In my father’s office the light is different, clearer somehow, although there has always been less of it there than anywhere else in the house. It’s a cave with an Amazonian waterfall, a bridge of bones, the secret passageway to another dimension. Whenever I stepped inside, I always felt my heart slow, its
beat mute.
When I entered it on the night of his death, I breathed in the lingering sweetness of tobacco, the vague traces of cologne, the spice of his still living body. I stood there for a moment, on the threshold between the real world and his, trying to adjust my senses.
Through the play of light and gloom his desk appeared to me like a sailing ship, wooden and dark, Columbus’s caravels—not imposing but efficient, sturdy, typical of Spain’s conquering fleets. I could see him standing atop that smooth surface, like a captain (Noah or Columbus, both a little mad), searching for land, for a white feathered bird to bring him a sign that somewhere there was a resting place, an Eden, a heaven.
I touched his desk chair, grand, padded like his own body had been once, and felt it like the pelt of an animal now surrendered to its own mortality. I might have heard a whimper, I might have heard a howl.
“You will be . . . returning to Cuba . . . no?” Every word my father spoke was a test balloon, an experiment in using a limited supply of oxygen.
“Yes,” I said, “but I don’t know when really. . . . I want to go, but I don’t have much reason to, not really.”

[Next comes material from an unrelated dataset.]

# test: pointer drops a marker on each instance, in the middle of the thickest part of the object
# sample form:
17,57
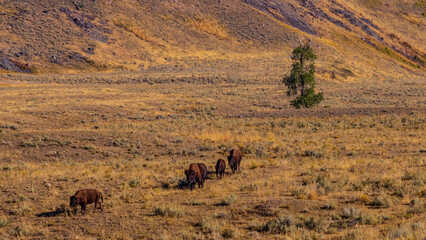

I opened the velvety white bags I’d brought up from his room, both relatively new, and pulled out his prayer shawl and the two little black boxes wrapped tight in their well-oiled leather laces. I don’t know why I was surprised that my father’s tefillin wasn’t hundreds of years old. I suppose I had a romantic notion that they might have been passed down for centuries, that I’d inherit a relic infused with the spirits of many, many generations.
“Ytzak . . .” my father said, his chin pointing at the phylacteries, as if he’d read my mind. “A gift . . . bar mitzvah . . .”
“You were bar mitzvahed?” I was stunned.
He struggled with the prayer shawl, draping it over his head, then pulling it down around his shoulders like a scarf. “Not like here, no. No . . . my thirteenth birthday . . . that’s bar mitzvah. No party.”